An Irishman’s Diary about Noel Hill’s Connemara nightmare

Noel Hill: kicked in the head so hard that his left eye socket was pushed into his skull.  Photograph: noelhill.com

Noel Hill: kicked in the head so hard that his left eye socket was pushed into his skull. Photograph: noelhill.com

 

The fame of Noel Hill in Irish traditional music circles had earned him at least two notable mentions in song. One was on Christy Moore’s comic masterpiece Lisdoonvarna, a tribute to that town’s late, lamented music festival and, more generally, a cultural census of Ireland circa 1983. The aforementioned concertina player is name-checked in the first verse, amid a Clare who’s who: “Micho Russell, Doctor Bill/Willie Clancy, Noel Hill”.  

A few years later, Hill was further immortalised – this time satirically – by the Pogues. The London-Irish band’s shotgun marriage of punk and trad was itself an extended joke, although not everyone laughed.

The concertina virtuoso was horrified by what they were doing to a tradition he loved, and said so.  

In revenge, the Pogues wrote a tune in his honour, Planxty Noel Hill.

But Hill’s sensitivity about Irish music made him what he is.

Those best qualified to judge – including his fellow Clar– eman, the great accordion player Tony MacMahon – liken his performances to a kind of of religious “ecstasy”, as if he’s channelling spirits instead of just playing notes. It’s not just Hill you’re listening to, it’s his musical ancestors.

It was this same intense connection with heritage that persuaded Hill, a Gaelgeoir, to make a fateful mid-life move, with his children, to Connemara, a place he once thought of as “paradise”. This followed the break-up of his marriage.

But there was another rationale, typically earnest, behind the migration. He had been listening to radio death notices, in Irish, and was struck by the sad thought that these natives of the Gaeltacht would not be replaced. So his move to west Galway was like that of a soldier, volunteering for the front to take on the mantle of the fallen. 

It was all the more shocking, therefore, when one night in 2008 his Connemara idyll ended in a moment of alcohol-fuelled violence.

At the time, he had been in legal dispute with his builder: a not unusual occurrence in construction. But this was St Stephen’s Day and Hill was relaxing with friends in a local pub, when his life changed forever.

During the course of about “40 seconds”, prostrate on a toilet floor, he was kicked in the head so hard that his left eye socket was pushed into his skull, “like an egg in an eggcup”.  

Of the moments that followed, his life in the balance, he recalls an out-of-body experience in which he looked down on his prone self. He also saw his father, whose death had been a tragedy of Hill’s younger life.  

He believes it was his father’s voice, telling him it was not time to die, that saved him. Otherwise, he says, “I wouldn’t be here today”.

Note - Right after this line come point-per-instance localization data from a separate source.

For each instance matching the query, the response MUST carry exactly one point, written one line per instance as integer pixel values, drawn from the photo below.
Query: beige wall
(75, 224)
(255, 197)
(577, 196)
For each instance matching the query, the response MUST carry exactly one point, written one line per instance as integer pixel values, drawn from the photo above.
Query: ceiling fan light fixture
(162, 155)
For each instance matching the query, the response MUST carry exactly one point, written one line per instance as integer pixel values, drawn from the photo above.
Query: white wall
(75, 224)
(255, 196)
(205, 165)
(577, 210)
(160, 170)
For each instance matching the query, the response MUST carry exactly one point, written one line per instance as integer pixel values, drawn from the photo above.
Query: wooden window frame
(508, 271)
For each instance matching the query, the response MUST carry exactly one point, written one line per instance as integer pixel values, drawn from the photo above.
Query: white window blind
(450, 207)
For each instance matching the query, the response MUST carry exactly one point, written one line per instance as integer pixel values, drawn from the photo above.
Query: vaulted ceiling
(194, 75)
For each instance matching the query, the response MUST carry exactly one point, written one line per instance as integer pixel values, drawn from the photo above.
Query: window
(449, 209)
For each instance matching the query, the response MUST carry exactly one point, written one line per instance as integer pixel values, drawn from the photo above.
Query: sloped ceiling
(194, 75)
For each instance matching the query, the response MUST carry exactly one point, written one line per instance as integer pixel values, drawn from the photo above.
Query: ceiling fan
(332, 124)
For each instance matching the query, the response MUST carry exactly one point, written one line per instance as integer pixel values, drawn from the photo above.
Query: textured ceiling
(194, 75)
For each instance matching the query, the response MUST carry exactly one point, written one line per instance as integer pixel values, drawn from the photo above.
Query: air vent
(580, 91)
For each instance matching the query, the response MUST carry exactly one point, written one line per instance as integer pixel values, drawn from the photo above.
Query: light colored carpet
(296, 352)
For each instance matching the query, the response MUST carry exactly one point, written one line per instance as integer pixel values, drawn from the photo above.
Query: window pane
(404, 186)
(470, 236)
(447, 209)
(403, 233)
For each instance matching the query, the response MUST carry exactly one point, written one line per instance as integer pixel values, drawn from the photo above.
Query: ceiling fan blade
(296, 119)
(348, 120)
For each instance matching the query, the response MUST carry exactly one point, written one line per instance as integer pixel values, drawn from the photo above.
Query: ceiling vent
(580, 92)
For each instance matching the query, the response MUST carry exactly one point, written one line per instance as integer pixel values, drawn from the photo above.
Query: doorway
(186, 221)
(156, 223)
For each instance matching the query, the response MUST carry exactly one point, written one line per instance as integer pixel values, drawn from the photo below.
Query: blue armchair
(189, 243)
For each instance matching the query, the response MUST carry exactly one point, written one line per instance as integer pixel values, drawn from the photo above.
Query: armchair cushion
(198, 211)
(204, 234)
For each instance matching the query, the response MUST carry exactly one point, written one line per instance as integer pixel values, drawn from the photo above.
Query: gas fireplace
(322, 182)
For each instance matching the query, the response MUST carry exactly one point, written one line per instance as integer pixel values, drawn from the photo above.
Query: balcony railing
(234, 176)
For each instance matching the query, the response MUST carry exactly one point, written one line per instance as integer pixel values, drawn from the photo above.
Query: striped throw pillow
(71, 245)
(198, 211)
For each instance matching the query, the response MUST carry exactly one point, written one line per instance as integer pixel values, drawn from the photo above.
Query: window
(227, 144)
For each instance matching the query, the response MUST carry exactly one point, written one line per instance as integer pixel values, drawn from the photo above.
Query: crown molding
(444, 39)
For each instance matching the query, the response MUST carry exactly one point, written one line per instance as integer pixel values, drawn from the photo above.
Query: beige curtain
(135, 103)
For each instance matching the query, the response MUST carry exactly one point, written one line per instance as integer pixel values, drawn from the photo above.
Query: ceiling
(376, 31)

Hill describes this and its aftermath in a new documentary, Aisling Ghéar, which makes its television debut on TG4 next week.

It will make uncomfortable viewing in Galway because, although a protracted court case over the assault ended in 2015, with the culprit jailed for seven years, Hill has clearly not achieved closure.

He continues to live in Connemara, uneasily.  

After the multiple operations that reconstructed his skull, and the depression that came with recovery, rendering him unable to leave the house, never mind play music in public, the ordeal should have ended with the conviction. It didn’t.  Hill speaks of lingering hostility in the area. “It’s not paranoia”, he insists: there is tangible resentment against “that Clareman”, because of whom “one of ours has gone down”. By the documentary’s end, it is clear to him – and will be to viewers – that he needs to leave and draw a line under what he realises was a terrible mistake.

That dark sub-plot aside, the film is also unusual in being a feature-length documentary about an Irish traditional musician.

On a happier note, it also deals with his childhood and how he first came to choose the concertina, or vice versa.  

He would rather be an uilleann piper, he admits, but it was through studying and emulating great pipers and fiddlers that he brought the less fashionable “box” to a national stage, making him, in the words of Stephen Rea, another contributor to the documentary, “the Jimi Hendrix of the concertina”.  

Produced by Edel Fox, herself a box player and Hill protégé, Aisling Ghéar was first shown at the Irish Film Institute in January. More recently, it screened at the Boston Irish Film Festival.

It will be broadcast on TG4 next Wednesday, at 9.30pm.